Breanna Boppre spent most of her childhood and young adulthood visiting her father in correctional institutions across the state of Nevada. Her family would often drive long distances to visit him, but faced distinct barriers. Sometimes they would have to talk to her father through glass, there would be limited physical contact even in the visiting room, and they were not to have any possessions. Phone calls to him cost 99 cents a minute and were only allowed during certain hours.
That was the life Boppre grew accustomed to as her dad spent years in and out of local prisons due to drug dependency and substance abuse.
“In some prisons, we couldn’t hug and some didn’t allow us to even sit on the same side of the bench,” the criminal justice doctoral student said. “That’s hard.”
Boppre was tempted to try drugs to relieve the feelings of neglect and isolation of being without her mother and father. She had a strict upbringing by her great-grandparents, who wanted to prevent her from following a similar path as her parents. But researching the effects of narcotics and talking openly with her father about it caused her to think otherwise.
School became Boppre’s escape from home instead. She joined as many afterschool programs as she could, focusing her frustrations on things like painting and clubs. Now, she realizes she was lucky to have loving and supportive people in her life who pushed her to excel in school.
Now, she’s channeled her childhood experience into a lifelong goal of bringing about changes to the incarceration system — changes like advocating for prisons to have rehabilitation programs headed by professionals to treat those with substance abuse issues and co-occurring mental illnesses.
“It doesn’t make sense to me to house people in prison and not give them treatment for substance abuse or mental health issues and then expect them not to commit crimes when they’re released,” she said.
Boppre narrowed her research to examining why women of color are disproportionately incarcerated in comparison to their white counterparts. It’s a result of Boppre working with UNLV's Emily Salisbury and Portland State University's Mark Harmon.
Boppre combined the professors’ areas of study to focus specifically on how women’s identity shaped by gender, race, and class relate to being involved in the criminal justice system. When Salisbury joined the UNLV Greenspun College of Urban Affairs as an associate professor of criminal justice, Boppre followed her to continue their research together on gender-responsive correctional treatment and assessment.
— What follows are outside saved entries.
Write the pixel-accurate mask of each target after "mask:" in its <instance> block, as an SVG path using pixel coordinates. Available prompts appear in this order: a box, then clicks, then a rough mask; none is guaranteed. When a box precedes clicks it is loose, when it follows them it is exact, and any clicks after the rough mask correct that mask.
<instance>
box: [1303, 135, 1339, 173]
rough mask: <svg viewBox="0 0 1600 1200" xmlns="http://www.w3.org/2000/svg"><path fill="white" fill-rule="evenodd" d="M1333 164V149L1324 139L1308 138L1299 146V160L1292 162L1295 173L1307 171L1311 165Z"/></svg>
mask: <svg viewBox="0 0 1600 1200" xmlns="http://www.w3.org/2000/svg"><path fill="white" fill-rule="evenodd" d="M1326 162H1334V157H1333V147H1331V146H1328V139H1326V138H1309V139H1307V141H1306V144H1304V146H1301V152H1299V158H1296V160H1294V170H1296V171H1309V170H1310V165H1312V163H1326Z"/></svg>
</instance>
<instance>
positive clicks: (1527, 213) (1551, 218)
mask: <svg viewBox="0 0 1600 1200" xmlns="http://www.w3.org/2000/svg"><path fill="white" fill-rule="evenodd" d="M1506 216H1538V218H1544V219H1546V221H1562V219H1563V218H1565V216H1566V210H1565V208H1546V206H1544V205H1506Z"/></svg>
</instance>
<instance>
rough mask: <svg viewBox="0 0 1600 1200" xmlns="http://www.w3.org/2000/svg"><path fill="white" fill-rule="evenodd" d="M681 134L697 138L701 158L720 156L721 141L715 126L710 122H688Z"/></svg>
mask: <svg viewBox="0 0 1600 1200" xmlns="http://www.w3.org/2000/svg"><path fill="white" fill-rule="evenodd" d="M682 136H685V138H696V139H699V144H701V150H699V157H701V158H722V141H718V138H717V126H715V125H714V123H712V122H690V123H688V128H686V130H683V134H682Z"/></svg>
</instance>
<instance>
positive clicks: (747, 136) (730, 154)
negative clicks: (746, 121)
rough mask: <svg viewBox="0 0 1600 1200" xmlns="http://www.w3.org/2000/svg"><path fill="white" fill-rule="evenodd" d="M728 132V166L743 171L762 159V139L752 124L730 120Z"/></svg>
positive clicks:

“I became interested in racial disparities in imprisonment because it’s wrong that just because you’re a different gender and race or come from a different background, you’re more likely to end up in prison,” Boppre said.
Her research on why gender and race matter in the study of crime has highlighted the distinct experiences of women as well as her research that has revealed racial disparities in female imprisonment over the past 40 years.
Boppre has presented her work at a number of academic conferences, including those for the American Society of Criminology and the Western Society of Criminology.
“Presenting research at conferences is an invaluable networking experience,” she said. “Other scholars attend the presentation and are able to provide useful feedback. These connections can lead to research collaborations or even potential job connections. Being able to effectively convey research is important towards garnering interest, and ultimately, policy changes.”
Boppre is planning her career tenure-track professor working with local organizations to help justice-involved individuals receive rehabilitation services to prevent them from returning to prison.
Already, Boppre argues for evidence-based practices in correctional contexts that seek to help justice-involved individuals rehabilitate and change behavior patterns related to criminal involvement. She witnessed the limited programming offered to prisoners in Nevada. While in prison, her dad earned three associate degrees from Western Nevada College. He wanted to keep as busy as he could with school to help him have a shot at a professional life upon release.
In 2009, her dad was released from prison and stayed out of the system for good. He is currently pursuing a bachelor’s degree in general studies at the University of Nevada, Reno and hopes to become a licensed substance abuse counselor for others who suffer from addiction.
It’s a success story Boppre can’t help but tell with a grin. “I am proud of him,” she said with a big smile.
The father-daughter duo has more in common than their goals, though. Tattooed on their limbs are the words, “Make It Last,” a tribute to the ‘70s song by Montrose.
“He makes me listen to that song during my birthday to remind me to take my time and enjoy life because it does go by so fast,” Boppre said.
Like when she was young, Boppre visits her dad often except this time, there are no rules restricting their affection. The hugs and hang outs can last as long as they wish.